Study suggests patient experiences with hospitals worsened during first two years of pandemic
The experiences of patients hospitalized during the COVID-19 pandemic was significantly worse than in the years before the crisis, with hospitals with higher staffing levels holding on to better scores longer, according to a new RAND Corporation study.
Patients particularly reported worse staff responsiveness and hospital cleanliness, possibly reflecting staffing shortages in the hospital workforce and the effects of protocols needed to limit the spread of COVID-19, according to researchers.
Deficits were largest for hospitals that in the pre-pandemic period were lower-performing and had lower staffing levels. The findings are published in the journal JAMA Health Forum.
“This unprecedented decline in patient experience was seen in every region of the U.S., with relatively little regional variation,” said Marc Elliott, the study’s lead author and a senior principal researcher at RAND, a nonprofit research organization. “Hospitals with higher staffing levels and better overall pre-pandemic quality were more resilient and slower to see their decline. But eventually even their patients also reported worse experiences.”
The onset of the COVID-19 pandemic created unprecedented challenges for the nation’s acute-care hospitals, including having health care professionals fear being exposed to COVID at work and infecting family members.
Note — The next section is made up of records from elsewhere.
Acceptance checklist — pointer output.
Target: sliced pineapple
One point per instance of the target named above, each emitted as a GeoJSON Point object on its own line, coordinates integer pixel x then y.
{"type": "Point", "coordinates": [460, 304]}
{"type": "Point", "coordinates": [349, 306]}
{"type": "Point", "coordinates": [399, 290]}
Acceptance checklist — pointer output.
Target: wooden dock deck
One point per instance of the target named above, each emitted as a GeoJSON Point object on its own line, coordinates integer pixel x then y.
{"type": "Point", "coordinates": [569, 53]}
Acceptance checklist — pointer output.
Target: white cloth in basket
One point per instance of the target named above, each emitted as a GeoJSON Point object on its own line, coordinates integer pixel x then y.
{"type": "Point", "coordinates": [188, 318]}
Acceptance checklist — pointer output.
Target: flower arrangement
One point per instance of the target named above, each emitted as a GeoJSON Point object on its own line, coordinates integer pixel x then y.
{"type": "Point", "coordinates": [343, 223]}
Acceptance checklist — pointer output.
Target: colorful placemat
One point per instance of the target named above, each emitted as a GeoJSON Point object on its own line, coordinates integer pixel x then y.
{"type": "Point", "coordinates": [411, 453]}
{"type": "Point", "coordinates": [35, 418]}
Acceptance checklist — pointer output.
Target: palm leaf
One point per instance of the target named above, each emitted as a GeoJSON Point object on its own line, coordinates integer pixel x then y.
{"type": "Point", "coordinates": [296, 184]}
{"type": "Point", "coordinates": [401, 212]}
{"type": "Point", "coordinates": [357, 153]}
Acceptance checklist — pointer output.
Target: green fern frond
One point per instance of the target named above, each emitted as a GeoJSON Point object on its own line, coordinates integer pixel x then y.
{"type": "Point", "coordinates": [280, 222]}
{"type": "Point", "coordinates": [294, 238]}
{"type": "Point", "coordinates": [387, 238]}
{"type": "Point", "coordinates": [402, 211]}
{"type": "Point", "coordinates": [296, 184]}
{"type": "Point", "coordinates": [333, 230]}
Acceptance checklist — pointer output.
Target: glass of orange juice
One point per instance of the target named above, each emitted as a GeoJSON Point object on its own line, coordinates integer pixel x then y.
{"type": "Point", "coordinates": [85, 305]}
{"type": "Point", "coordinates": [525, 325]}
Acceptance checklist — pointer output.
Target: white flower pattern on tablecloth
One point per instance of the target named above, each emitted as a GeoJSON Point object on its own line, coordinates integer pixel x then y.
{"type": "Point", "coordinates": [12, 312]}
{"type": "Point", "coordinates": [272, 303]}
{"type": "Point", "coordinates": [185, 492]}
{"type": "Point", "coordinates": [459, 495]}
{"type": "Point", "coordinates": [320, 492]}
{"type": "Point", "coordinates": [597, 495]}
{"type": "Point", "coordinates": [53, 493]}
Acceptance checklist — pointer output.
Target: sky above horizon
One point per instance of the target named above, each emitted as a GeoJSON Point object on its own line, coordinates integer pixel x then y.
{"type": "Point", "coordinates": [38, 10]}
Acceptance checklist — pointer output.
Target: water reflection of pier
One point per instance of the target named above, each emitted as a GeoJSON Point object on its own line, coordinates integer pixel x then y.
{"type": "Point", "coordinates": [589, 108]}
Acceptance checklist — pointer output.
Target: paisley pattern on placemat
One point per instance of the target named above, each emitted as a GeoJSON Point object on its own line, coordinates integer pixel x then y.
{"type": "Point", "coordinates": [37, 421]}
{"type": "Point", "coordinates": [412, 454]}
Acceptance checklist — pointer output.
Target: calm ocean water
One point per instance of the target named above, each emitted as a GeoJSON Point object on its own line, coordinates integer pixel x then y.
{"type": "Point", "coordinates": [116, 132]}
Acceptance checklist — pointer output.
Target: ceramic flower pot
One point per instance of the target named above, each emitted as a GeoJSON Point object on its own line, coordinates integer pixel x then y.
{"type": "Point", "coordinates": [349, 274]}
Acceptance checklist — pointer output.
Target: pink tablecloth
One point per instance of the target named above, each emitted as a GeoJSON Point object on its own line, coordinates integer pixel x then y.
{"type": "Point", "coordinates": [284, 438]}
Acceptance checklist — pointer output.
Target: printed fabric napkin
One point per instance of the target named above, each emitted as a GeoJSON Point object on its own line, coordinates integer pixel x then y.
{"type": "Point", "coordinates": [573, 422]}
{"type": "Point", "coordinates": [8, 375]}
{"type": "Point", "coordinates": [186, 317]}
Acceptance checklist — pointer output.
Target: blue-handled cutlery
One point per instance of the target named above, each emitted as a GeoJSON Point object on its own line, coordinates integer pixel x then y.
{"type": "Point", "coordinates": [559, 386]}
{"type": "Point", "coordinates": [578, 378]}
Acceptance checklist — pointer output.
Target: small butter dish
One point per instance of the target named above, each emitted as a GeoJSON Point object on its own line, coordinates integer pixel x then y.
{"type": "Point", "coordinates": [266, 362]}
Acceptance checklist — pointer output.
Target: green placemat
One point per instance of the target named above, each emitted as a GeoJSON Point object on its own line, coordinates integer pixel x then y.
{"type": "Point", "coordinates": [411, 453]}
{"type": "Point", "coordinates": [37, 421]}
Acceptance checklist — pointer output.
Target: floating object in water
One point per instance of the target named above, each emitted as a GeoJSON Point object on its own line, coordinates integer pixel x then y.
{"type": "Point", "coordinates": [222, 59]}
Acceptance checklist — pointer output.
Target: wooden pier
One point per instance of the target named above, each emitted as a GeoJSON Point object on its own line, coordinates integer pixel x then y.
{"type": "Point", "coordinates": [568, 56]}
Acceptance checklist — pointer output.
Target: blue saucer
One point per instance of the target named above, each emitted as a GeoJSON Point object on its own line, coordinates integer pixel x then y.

To comply with Centers for Disease Control guidelines related to COVID infection control, hospitals adopted new protocols involving social distancing, masks and face shields, and restricted visitor access.
To examine how the pandemic-era changes affected patient experiences, the RAND study analyzed responses to the Hospital Consumer Assessment of Health Care Providers and Systems (HCAHPS) survey, which is routinely administered to patients treated at the nation’s short-term acute care hospitals following their discharge.
The survey is sponsored by the federal Centers for Medicare & Medicaid Services and is a widely used tool to report hospital quality to consumers.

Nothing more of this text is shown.